Tazumal archaeological site is located in the city of Chalchuapa, department of Santa Ana, just over an hour away from San Salvador. The area of Chalchuapa constitutes an archaeological zone integrated by several recognized sites, such as Tazumal, Casa Blanca, El Trapiche and the Laguna de Cuscachapa. The occupation of Tazumal took place from 1200 B.C. Its largest structure measures 24 meters in height, has twelve steps or platforms, and tombs with more than 116 vessels, jade jewelry, “mirrors” of iron pyrite, ball game devices and ceramics in the shape of lizards were found in the site. Also, the Stone of the Victories is found in Tazumal, which consists of a monolith of Olmec influence that presents four different petro-engravings on its four sides, dated around 700 B.C.
Among the most important findings of Tazumal is the Virgin of Tazumal, which was found in 1892 by the historian Santiago Barberena, who moved it to the National Museum; and, the so-called Chac-Mool, which was found in the now called Laguna Seca de Chalchuapa.
Tazumal was formally researched in 1940 by archaeologist Stanley Boggs, who identified 13 structures, from small platforms to the large mound, with 24 meters in height. At that time, Tazumal experienced damage related to its proximity to the urban center of Chalchuapa, where soil was extracted from the structures to make adobe bricks, and a water tank was built on the main mound. In 1942, the first of 12 research seasons began. During that same period, Boggs carried out conservation and reconstruction works in Structures 1 and 2, in which he used cement. The magnitude of this reconstruction and the use of cement were seriously criticized, but it is evident that the alternative at that time was not to allow Tazumal to continue being destroyed.

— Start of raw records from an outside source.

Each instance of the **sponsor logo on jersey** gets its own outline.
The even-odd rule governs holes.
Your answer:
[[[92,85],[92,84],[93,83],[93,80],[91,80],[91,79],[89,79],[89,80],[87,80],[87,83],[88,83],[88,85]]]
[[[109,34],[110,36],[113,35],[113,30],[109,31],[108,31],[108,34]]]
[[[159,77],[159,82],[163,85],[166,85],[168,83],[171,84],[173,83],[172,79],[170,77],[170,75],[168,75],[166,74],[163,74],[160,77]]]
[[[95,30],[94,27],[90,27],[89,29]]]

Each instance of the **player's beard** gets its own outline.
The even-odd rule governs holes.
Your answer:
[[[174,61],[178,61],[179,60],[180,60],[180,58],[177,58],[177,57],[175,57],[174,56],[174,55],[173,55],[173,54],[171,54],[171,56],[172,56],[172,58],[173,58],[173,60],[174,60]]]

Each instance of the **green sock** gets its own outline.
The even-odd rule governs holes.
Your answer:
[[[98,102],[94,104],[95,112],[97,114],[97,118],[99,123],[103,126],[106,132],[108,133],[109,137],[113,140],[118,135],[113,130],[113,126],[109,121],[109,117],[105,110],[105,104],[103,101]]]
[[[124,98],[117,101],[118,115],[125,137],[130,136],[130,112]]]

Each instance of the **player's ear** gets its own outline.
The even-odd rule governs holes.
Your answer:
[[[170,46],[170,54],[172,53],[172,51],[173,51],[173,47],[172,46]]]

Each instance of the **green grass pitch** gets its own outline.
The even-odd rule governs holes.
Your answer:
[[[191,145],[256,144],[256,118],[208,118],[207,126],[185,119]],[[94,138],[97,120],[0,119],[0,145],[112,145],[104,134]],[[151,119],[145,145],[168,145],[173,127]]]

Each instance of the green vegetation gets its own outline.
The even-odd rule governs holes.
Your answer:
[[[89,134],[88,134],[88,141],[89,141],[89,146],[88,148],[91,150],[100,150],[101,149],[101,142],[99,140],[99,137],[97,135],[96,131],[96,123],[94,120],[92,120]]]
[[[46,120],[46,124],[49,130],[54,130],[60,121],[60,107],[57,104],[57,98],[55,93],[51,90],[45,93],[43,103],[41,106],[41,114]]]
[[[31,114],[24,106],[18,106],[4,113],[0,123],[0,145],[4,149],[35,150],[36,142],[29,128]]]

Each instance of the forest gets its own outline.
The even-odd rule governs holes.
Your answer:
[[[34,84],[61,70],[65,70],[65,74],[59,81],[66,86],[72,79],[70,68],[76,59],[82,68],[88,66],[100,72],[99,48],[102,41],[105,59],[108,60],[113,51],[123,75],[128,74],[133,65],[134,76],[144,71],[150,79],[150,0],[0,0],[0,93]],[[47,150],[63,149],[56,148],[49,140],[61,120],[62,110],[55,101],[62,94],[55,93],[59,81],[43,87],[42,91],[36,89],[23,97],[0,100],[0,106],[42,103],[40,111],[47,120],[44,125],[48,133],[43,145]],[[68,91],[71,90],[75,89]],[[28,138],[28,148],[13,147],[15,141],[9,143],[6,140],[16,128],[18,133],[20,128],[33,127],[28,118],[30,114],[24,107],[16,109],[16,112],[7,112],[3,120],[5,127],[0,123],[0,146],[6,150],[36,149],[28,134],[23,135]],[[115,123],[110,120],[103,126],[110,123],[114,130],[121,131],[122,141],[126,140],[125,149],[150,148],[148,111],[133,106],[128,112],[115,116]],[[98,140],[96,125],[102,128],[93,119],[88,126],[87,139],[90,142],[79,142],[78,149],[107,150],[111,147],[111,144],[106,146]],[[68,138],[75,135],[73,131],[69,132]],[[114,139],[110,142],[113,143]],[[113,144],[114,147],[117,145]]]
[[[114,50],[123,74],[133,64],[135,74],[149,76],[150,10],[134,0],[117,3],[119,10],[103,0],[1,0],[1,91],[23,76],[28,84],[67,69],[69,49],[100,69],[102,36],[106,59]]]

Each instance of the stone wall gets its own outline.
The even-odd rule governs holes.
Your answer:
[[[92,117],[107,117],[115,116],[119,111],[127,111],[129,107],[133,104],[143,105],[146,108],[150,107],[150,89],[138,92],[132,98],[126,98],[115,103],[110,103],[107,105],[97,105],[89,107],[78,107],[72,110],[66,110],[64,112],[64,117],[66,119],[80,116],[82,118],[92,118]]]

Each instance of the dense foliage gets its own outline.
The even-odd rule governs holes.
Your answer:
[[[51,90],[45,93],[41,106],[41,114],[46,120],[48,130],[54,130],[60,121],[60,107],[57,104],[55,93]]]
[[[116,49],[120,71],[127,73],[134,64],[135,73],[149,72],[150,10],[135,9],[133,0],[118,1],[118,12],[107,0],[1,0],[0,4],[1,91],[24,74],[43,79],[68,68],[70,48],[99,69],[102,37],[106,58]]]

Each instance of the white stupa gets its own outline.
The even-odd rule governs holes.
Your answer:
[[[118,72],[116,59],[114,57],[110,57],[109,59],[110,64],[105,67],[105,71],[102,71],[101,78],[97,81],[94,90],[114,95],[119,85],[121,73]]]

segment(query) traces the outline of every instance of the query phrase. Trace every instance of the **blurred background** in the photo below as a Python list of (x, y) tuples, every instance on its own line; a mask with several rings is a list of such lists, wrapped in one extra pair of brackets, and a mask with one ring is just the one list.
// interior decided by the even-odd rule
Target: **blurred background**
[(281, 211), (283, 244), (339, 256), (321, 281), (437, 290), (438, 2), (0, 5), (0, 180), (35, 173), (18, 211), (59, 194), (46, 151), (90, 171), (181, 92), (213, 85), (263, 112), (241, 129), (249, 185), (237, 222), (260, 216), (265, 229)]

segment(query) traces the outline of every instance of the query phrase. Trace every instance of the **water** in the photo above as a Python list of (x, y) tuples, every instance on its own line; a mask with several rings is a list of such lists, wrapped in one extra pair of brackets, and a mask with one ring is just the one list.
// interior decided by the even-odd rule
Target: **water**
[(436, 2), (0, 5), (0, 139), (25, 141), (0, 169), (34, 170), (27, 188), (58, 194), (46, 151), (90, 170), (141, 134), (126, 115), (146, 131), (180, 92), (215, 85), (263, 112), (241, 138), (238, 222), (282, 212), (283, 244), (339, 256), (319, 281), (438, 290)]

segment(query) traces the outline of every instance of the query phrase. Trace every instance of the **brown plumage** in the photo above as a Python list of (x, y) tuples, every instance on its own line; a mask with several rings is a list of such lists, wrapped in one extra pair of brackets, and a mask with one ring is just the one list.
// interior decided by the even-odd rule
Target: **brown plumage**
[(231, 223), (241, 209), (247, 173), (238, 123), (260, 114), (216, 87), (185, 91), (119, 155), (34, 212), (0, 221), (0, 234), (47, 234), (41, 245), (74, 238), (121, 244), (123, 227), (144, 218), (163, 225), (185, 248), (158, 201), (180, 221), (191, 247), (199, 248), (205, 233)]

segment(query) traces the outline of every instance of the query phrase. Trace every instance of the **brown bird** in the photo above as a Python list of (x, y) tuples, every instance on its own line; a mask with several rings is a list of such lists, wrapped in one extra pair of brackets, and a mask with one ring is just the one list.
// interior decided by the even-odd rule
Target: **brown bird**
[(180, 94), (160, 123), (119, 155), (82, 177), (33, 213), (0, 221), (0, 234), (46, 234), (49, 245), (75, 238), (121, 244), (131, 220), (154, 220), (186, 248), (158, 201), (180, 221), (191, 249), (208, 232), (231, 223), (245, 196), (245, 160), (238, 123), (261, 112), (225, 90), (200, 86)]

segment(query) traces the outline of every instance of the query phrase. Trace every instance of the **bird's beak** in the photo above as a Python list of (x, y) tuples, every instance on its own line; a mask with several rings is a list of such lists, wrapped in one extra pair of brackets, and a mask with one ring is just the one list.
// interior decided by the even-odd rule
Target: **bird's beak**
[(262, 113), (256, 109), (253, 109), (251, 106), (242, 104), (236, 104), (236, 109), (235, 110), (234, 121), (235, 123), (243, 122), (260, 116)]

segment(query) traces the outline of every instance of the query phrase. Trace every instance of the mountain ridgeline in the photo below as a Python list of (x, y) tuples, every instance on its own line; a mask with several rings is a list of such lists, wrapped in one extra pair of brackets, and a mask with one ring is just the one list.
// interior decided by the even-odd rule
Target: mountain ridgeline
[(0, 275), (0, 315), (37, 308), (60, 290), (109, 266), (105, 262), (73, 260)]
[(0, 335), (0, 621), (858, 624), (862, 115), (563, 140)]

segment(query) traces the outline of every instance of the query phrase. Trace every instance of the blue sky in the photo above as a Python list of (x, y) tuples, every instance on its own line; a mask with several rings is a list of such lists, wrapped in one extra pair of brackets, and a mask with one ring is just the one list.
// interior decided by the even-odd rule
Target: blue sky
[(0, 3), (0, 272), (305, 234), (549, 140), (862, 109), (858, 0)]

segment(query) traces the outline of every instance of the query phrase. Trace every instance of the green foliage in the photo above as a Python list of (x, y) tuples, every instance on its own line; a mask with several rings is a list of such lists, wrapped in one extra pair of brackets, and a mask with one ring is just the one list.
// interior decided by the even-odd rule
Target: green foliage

The Tazumal site is an unmissable destination for archeology lovers. It offers a museum and local guides. The Stanley Boggs Museum describes the housing sequence of pre-Hispanic cultures of the Pre-classic, Classic, and Post-classic periods, and presents the different sites that make up the archaeological area of Chalchuapa, such as: El Trapiche, Laguna Cuscachapa, Las Victorias, Casa Blanca, Laguna Seca, and Grupo Peñate.